Although future longitudinal studies are needed, our preliminary results place OGN as a promising biomarker that deserves future research to confirm its potential role as an early predictor of kidney damage in daily clinical practice.

Our cross-sectional study has some limitations. First, the cross-sectional design precludes any determination of causality in our findings. Thus, we cannot assure whether FGF-23 influences the increase in OGN levels or the other way around. Second, we do not have many biochemical determinations in the control group, which could provide valuable information for the comparative study of OGN between T2D and control subjects.
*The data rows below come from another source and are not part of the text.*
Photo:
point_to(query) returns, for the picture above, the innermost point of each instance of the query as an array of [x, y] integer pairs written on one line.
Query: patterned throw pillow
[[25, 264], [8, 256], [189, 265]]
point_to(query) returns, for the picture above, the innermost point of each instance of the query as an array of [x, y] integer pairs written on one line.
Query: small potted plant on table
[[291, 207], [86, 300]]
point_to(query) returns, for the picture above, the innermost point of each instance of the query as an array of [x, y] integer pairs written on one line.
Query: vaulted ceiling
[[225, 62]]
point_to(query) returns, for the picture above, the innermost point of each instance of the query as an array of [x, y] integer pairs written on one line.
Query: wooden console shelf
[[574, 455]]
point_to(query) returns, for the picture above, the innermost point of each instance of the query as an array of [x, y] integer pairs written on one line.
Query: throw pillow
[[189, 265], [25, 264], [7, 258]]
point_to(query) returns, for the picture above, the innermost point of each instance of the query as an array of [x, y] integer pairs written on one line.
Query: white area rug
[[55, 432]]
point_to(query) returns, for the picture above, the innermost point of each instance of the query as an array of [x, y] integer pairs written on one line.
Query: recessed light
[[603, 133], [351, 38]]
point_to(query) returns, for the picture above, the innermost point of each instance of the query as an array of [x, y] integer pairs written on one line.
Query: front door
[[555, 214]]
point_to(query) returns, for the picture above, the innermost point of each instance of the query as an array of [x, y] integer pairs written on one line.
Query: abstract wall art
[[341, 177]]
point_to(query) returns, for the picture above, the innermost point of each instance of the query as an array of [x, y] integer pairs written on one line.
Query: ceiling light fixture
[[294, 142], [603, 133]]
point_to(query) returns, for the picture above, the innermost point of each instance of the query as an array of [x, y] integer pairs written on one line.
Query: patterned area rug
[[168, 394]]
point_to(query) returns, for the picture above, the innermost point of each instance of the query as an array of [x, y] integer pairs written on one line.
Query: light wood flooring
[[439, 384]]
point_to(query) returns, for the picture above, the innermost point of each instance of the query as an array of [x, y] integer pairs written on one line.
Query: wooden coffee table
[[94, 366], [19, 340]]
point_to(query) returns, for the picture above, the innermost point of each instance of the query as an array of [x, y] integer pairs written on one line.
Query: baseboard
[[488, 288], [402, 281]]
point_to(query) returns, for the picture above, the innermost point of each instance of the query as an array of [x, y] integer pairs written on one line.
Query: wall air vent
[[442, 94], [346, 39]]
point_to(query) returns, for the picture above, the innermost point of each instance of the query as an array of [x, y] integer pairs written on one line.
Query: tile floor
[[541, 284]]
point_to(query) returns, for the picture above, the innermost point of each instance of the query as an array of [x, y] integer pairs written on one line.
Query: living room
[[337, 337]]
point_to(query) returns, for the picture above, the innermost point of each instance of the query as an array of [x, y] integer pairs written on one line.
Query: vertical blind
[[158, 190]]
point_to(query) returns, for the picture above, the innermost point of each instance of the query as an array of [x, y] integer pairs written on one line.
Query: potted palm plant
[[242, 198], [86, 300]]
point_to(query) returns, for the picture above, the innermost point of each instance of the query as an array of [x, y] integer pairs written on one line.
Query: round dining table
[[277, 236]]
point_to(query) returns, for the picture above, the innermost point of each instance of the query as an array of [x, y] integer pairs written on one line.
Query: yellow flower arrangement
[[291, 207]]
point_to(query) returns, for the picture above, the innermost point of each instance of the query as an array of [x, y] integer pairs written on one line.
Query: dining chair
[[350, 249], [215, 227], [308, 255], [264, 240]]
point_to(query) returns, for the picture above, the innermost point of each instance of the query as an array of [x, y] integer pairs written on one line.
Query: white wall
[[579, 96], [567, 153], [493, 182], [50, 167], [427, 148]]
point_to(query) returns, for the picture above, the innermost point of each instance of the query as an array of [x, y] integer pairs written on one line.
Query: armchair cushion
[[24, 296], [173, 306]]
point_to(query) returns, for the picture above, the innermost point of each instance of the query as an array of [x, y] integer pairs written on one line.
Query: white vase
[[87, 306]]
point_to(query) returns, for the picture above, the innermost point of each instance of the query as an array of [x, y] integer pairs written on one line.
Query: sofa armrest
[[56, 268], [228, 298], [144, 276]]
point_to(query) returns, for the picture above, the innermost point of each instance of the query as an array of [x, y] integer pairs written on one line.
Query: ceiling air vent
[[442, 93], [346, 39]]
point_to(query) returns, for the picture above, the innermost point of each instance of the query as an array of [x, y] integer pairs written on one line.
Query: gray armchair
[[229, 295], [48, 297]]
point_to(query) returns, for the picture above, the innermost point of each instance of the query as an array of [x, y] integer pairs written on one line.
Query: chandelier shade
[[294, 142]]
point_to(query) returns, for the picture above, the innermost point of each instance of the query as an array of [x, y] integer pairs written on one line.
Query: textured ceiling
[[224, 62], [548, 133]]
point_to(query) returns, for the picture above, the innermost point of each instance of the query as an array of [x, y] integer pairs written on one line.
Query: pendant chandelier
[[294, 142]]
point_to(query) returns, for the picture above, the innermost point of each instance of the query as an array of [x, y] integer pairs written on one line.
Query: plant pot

Finally, our study was conducted in a specific population of Caucasian T2D and healthy subjects, which prevents guaranteeing the same results in other ethnic or study groups. The strengths of this study lie in the evaluation of circulating OGN in T2D patients with an exhaustive evaluation of the biochemical and clinical parameters. In addition, we considered potential confounders, such as age, sex, diabetes duration, and current medications.

5. Conclusions

The main findings of this study suggest that the elevation of OGN related to mildly impaired kidney function could involve a specific role of OGN in this process acting as an albuminuria-independent biomarker of incipient impaired kidney function in T2D patients. Future longitudinal studies are required to understand the mechanisms through which the upregulation of OGN influences the risk of impaired kidney function in T2D patients and to confirm the potential usefulness of serum OGN as a potential biomarker of kidney status in clinical settings to establish preventive and therapeutic approaches in the T2D population.